Nerve injury

Introduction

Introduction Neurological injuries include cerebral trauma, cerebral vascular sclerosis (cerebral hemorrhage, cerebral thrombosis) sequelae, encephalitis and meningitis sequelae, demyelinating diseases and other sequelae of cerebrovascular disease. Specifically include: (1) olfactory nerve injury often has ethmoid fracture or frontal brain contusion, such as cerebrospinal fluid leakage, partial or bilateral olfactory partial or complete loss. (2) Optic nerve injury is often accompanied by anterior and middle cranial fossa fractures involving the tip of the eye and the optic canal. After the patient is injured, vision loss or even blindness occurs, direct light reflection disappears, and indirect light reflection is normal. If the intersection is damaged, the vision of both eyes is impaired and the visual field is defective.

Cause

Cause

Caused by trauma, surgery or disease.

Examine

an examination

Related inspection

EMG F-wave limb elevation test

(1) X-ray skull, skull base tomography, CT scan to infer brain nerve injury through the fracture line;

(2) MRI skull base thin layer scanning can even see swelling, bleeding and fracture of nerve roots;

(3) Electrophysiological examination of evoked potentials can detect optic nerve and auditory nerve injury;

(4) Electromyography can measure facial nerve damage and determine prognosis.

Diagnosis

Differential diagnosis

Differential diagnosis of nerve injury:

(1) Olfactory nerve injury often has ethmoid fracture or frontal brain contusion, such as cerebrospinal fluid leakage, partial or bilateral olfactory partial or complete loss.

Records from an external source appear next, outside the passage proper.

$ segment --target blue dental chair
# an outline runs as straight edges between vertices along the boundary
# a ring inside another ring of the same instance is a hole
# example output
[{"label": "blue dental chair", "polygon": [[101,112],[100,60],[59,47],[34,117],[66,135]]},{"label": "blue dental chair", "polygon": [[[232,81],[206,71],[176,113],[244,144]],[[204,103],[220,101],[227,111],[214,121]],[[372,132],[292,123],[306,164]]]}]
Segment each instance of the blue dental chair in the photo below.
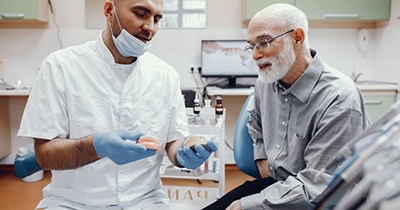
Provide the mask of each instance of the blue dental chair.
[{"label": "blue dental chair", "polygon": [[236,121],[233,135],[233,157],[236,166],[241,171],[254,178],[261,178],[257,165],[254,162],[253,140],[247,129],[247,121],[249,119],[247,106],[251,100],[253,100],[253,93],[247,97]]},{"label": "blue dental chair", "polygon": [[18,178],[25,178],[40,170],[42,170],[42,168],[36,160],[36,154],[34,151],[17,157],[14,161],[14,172]]}]

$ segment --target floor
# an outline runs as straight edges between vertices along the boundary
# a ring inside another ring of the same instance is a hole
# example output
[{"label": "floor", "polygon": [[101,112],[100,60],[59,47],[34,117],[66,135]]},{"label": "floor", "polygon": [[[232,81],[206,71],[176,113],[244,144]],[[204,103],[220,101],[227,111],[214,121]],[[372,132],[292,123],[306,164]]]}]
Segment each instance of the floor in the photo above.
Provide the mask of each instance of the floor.
[{"label": "floor", "polygon": [[[4,210],[31,210],[36,207],[42,198],[42,188],[45,187],[51,179],[49,171],[45,171],[44,178],[38,182],[23,182],[21,179],[14,175],[12,168],[0,169],[0,205]],[[226,166],[225,174],[225,192],[230,191],[236,186],[242,184],[246,180],[251,180],[241,172],[236,166]],[[196,180],[177,180],[177,179],[163,179],[164,184],[167,185],[181,185],[181,186],[201,186],[207,183],[198,183]]]}]

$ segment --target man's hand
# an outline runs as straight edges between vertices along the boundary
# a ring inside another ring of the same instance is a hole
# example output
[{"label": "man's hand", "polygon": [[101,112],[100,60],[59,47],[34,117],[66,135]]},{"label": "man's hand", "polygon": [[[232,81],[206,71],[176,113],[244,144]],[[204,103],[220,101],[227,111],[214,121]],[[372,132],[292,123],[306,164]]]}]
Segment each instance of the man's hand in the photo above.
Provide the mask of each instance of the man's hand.
[{"label": "man's hand", "polygon": [[156,154],[155,150],[136,143],[141,136],[141,133],[112,130],[96,134],[93,144],[99,157],[108,157],[115,164],[122,165]]},{"label": "man's hand", "polygon": [[231,203],[231,205],[226,208],[226,210],[242,210],[242,206],[240,205],[240,200],[235,200]]},{"label": "man's hand", "polygon": [[199,167],[208,159],[211,153],[218,149],[217,145],[211,140],[208,140],[205,145],[198,143],[192,147],[185,146],[184,144],[185,142],[182,142],[179,147],[177,159],[179,164],[188,169]]}]

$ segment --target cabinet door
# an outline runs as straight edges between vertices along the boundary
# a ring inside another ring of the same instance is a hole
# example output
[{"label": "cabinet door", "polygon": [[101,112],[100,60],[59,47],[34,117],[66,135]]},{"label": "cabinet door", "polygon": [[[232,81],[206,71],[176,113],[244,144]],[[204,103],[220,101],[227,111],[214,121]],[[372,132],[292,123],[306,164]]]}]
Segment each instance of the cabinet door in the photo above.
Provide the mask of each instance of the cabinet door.
[{"label": "cabinet door", "polygon": [[246,19],[251,19],[258,11],[264,7],[275,3],[287,3],[294,5],[295,0],[245,0],[246,1]]},{"label": "cabinet door", "polygon": [[388,20],[390,0],[296,0],[309,20]]},{"label": "cabinet door", "polygon": [[363,97],[372,122],[376,122],[381,118],[390,109],[390,106],[396,102],[394,94],[376,95],[374,93],[363,93]]},{"label": "cabinet door", "polygon": [[48,19],[47,0],[1,0],[1,20],[39,20]]}]

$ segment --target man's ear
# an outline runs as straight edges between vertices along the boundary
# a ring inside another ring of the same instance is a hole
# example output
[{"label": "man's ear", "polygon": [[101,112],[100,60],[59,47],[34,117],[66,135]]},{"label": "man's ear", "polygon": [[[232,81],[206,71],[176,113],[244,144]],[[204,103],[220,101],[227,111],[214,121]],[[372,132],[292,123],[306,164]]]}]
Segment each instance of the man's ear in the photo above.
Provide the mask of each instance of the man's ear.
[{"label": "man's ear", "polygon": [[302,28],[296,28],[294,31],[294,40],[296,44],[301,44],[304,42],[305,35],[304,35],[304,30]]}]

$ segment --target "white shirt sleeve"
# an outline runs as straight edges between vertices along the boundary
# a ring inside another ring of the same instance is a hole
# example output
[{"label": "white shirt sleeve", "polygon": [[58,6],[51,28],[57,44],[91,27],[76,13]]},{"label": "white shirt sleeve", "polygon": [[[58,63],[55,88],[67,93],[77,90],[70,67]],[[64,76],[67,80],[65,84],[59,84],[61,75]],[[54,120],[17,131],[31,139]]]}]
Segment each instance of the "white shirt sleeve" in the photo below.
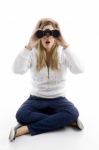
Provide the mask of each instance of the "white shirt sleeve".
[{"label": "white shirt sleeve", "polygon": [[16,57],[13,65],[12,70],[14,73],[18,74],[24,74],[28,71],[28,69],[31,67],[31,55],[32,50],[28,50],[27,48],[24,48]]},{"label": "white shirt sleeve", "polygon": [[66,65],[69,70],[74,74],[83,73],[84,66],[80,63],[74,52],[72,52],[71,47],[63,48],[63,51],[65,53]]}]

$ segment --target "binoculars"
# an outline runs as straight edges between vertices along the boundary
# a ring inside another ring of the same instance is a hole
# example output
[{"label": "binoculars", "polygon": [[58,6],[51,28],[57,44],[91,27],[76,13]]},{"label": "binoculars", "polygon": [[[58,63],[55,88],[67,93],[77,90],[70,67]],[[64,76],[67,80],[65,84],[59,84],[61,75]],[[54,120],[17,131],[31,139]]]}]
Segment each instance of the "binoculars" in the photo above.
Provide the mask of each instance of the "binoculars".
[{"label": "binoculars", "polygon": [[59,30],[38,30],[36,31],[35,35],[37,36],[37,38],[42,38],[43,36],[53,36],[55,38],[60,36],[60,32]]}]

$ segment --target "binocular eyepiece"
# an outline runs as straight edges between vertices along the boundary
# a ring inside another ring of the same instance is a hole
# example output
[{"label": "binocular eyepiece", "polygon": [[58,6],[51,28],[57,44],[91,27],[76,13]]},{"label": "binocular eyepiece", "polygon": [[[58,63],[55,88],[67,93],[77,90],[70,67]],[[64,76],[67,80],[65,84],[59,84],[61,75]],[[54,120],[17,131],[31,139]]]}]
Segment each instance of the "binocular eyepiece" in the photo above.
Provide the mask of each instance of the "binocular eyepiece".
[{"label": "binocular eyepiece", "polygon": [[37,38],[42,38],[43,36],[53,36],[55,38],[60,36],[60,32],[59,30],[38,30],[36,31],[35,35],[37,36]]}]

(2) Optic nerve injury is often accompanied by anterior and middle cranial fossa fractures involving the tip of the eye and the optic canal. After the patient is injured, vision loss or even blindness occurs, direct light reflection disappears, and indirect light reflection is normal. If the intersection is damaged, the vision of both eyes is impaired and the visual field is defective.

(3) Eye movement, trochle, abduction and trigeminal nerve eye injury often have sphenoid winglet, humeral rock and maxillofacial fractures. In patients with oculomotor nerve injury, diplopia, ptosis, pupil dilation, loss of light reflex, and the outer side of the eyeball are outward; the trochlear nerve injury can be seen when the gaze is downward; the abductor nerve injury can cause the abductor of the damaged side. Restricted, intraocular oblique; trigeminal nerve damage can be seen disappeared corneal reflex, facial sensory disturbance, chewing weakness, occasional trigeminal neuralgia.

(4) Facial and auditory nerve injuries often have fractures of the humerus and the orthodontic fractures. Facial spasms, 2/3 loss of taste in front of the tongue, keratitis, tinnitus, dizziness, and neurological deafness occur at different times after injury.

(5) Tongue, vagus, accessory, and hypoglossal nerve injuries rarely occur. There are often occipital fractures. It is difficult to swallow, pharyngeal reflex disappears, 1/3 of the tongue is lost, hoarseness, shoulder sag, atrophy of the injured tongue, and the tongue is affected.

The material in this site is intended to be of general informational use and is not intended to constitute medical advice, probable diagnosis, or recommended treatments.